Mises Wire

Smelling Rats in Baltimore

I visited Baltimore once, about 10 years ago, for an academic conference.  While I remember its colonial-era architecture, the historic cathedral that once housed the great Cardinal Gibbons, and fun, chowder-laden conversations with local and visiting economists in brew pubs—the image that remains in my mind is that of the rats.  These mangy pack animals seemed to populate every garbage dumpster that I passed at night heading to and from my hotel, and it made me think about the many millions of renovation monies that flowed into Baltimore in the post-Great Society years, much of it coerced, and how such spending is all for naught if the city weakens property rights institutions in the process.

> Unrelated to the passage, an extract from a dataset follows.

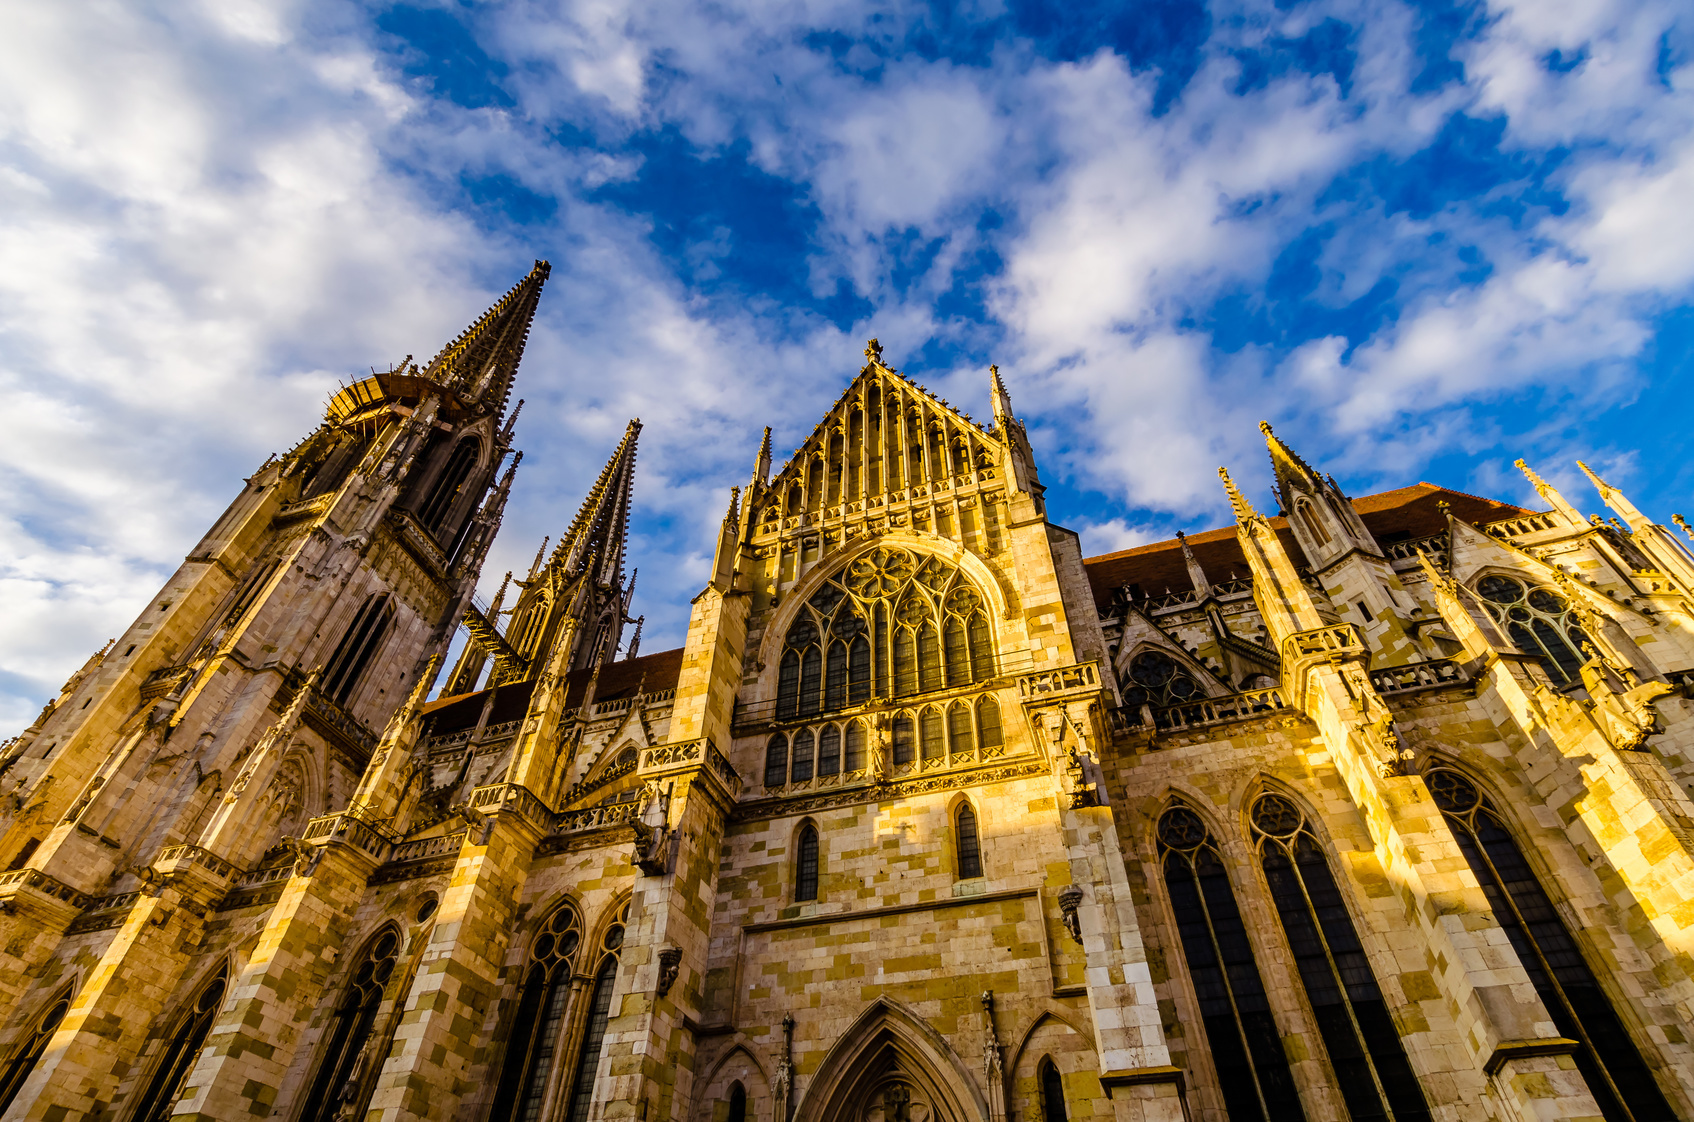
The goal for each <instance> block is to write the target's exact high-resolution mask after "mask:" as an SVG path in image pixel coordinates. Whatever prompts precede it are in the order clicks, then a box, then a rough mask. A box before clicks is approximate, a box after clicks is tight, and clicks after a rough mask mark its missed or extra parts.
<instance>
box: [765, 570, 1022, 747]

People tend to take care of property when property rights are strong, and when they’re not, well, we see graffiti, litter, broken windows, and often, rats.  If you disagree, then ask yourself:  How many of these problems afflict your own house or business?  I left Baltimore not terribly optimistic about its future and wondered how famous I might become if I was able to construct a “rat index” that gauged rat populations of inner cities that would serve as a proxy for property rights (or their lack). 

Needless to say, this is not a project I pursued.

But now that Baltimore has become synonymous with police barricades, pepper spray, curfews, and looting—a sort of Ferguson East—I am reminded again of H.L. Mencken’s hometown.  The course of events there have all been predictable and increasingly common.  An outrageous and unnecessary death to a man in police custody followed by the descent of professional race-baiters, protests leading to riots and more confrontations with the police, looting of businesses that had nothing to do with the actual events spurring the protests, and calls for increased consciousness of problems in America dealing with race, as if this is a root of the problem.

Few people, mostly the economists, will note the role of deteriorating property rights institutions in Baltimore, even though the evidence is omnipresent.  Consider this excerpt from Petula Dvorak’s article in the Washington Post:


If you want to understand the violence engulfing this city, you have to start here, on the street where Gray was taken into police custody.  It is a blighted, joyless place of boarded-up buildings: Abandoned.  Abandoned.  Abandoned.  Occupied.  Abandoned.  Occupied (I think).  The sidewalks of Sandtown-Winchester are strewn with trash, and the signs on a tiny strip of scraggly grass deliver a dispiriting warning: “No Pets Allowed.  No Ball Playing.”

 

“Blighted and joyless” pretty much explains the areas of any American city in which property rights violations have gone so far as to cause the productive to leave for less onerous tax and regulatory jurisdictions.  In this respect, Baltimore’s Sandtown is no different from Washington Heights (Chicago), Joyland (Atlanta), Metcalfe Park (Milwaukee), or Islandview (Detroit).  Would it be too much to ask for a Washington Post reporter to inquire whether decades of rent controls in Baltimore and elsewhere might have brought about outcomes such as these?  Owners don’t abandon buildings because they want to, but they often do because price restrictions make them unprofitable to utilize in un-abandoned forms.  Failure to bring up these basic economic points, which even socialists recognize, feeds into the false Hobbesian narrative that these outcomes simply reflect a state of nature and justify even further coercive interventions by government.  

These interventions sow social division between those who are favored by it and those who are not.  In this light, it’s worth asking about whether the many millions of dollars poured into Baltimore over the years in the name of urban renewal have had any positive effect on the city at all.  Reporter Dvorak touches on this point too when she discusses the city’s Inner Harbor, which was “hailed in 1984 by the American Institute of Architects as ‘one of the supreme achievements of large-scale urban design in U.S. history.’”  Baltimore is also home to the National Aquarium and the Maryland Science Center, as well as the famous Camden Yards, home to the Baltimore Orioles.  Weren’t projects such as these supposed to bring Baltimore to a better place by now?

Not when they don’t counter property right destruction resulting from previous interventions in inner cities, often done in in pursuit of “urban renewal.”  It feeds into a deadly cycle in which government interventions breed division and, in the extreme, violence, which then serve to justify more interventions.  Chances are, if this process has not played itself out in your city, then it is likely property rights and the social harmony they engender are relatively more secure there, for the time being. 

Not surprisingly, Murray Rothbard identified the crux of the problem in the 1970s:

Urban planning has controlled and regulated the cities.  Zoning laws have ringed housing and land use with innumerable restrictions.  Property taxes have crippled urban development and forced abandonment of houses.  Building codes have restricted housing construction and made it more costly.  Urban renewal has provided massive subsidies to real estate developers, forced the bulldozing of apartments and rental stores, lowered the supply of housing, and intensified racial discrimination.  Extensive government loans have generated overbuilding in the suburbs.  Rent controls have created apartment shortages and reduced the supply of residential housing.

In 2015, Baltimore is Exhibit A.  Is there any wonder one still smells rats there?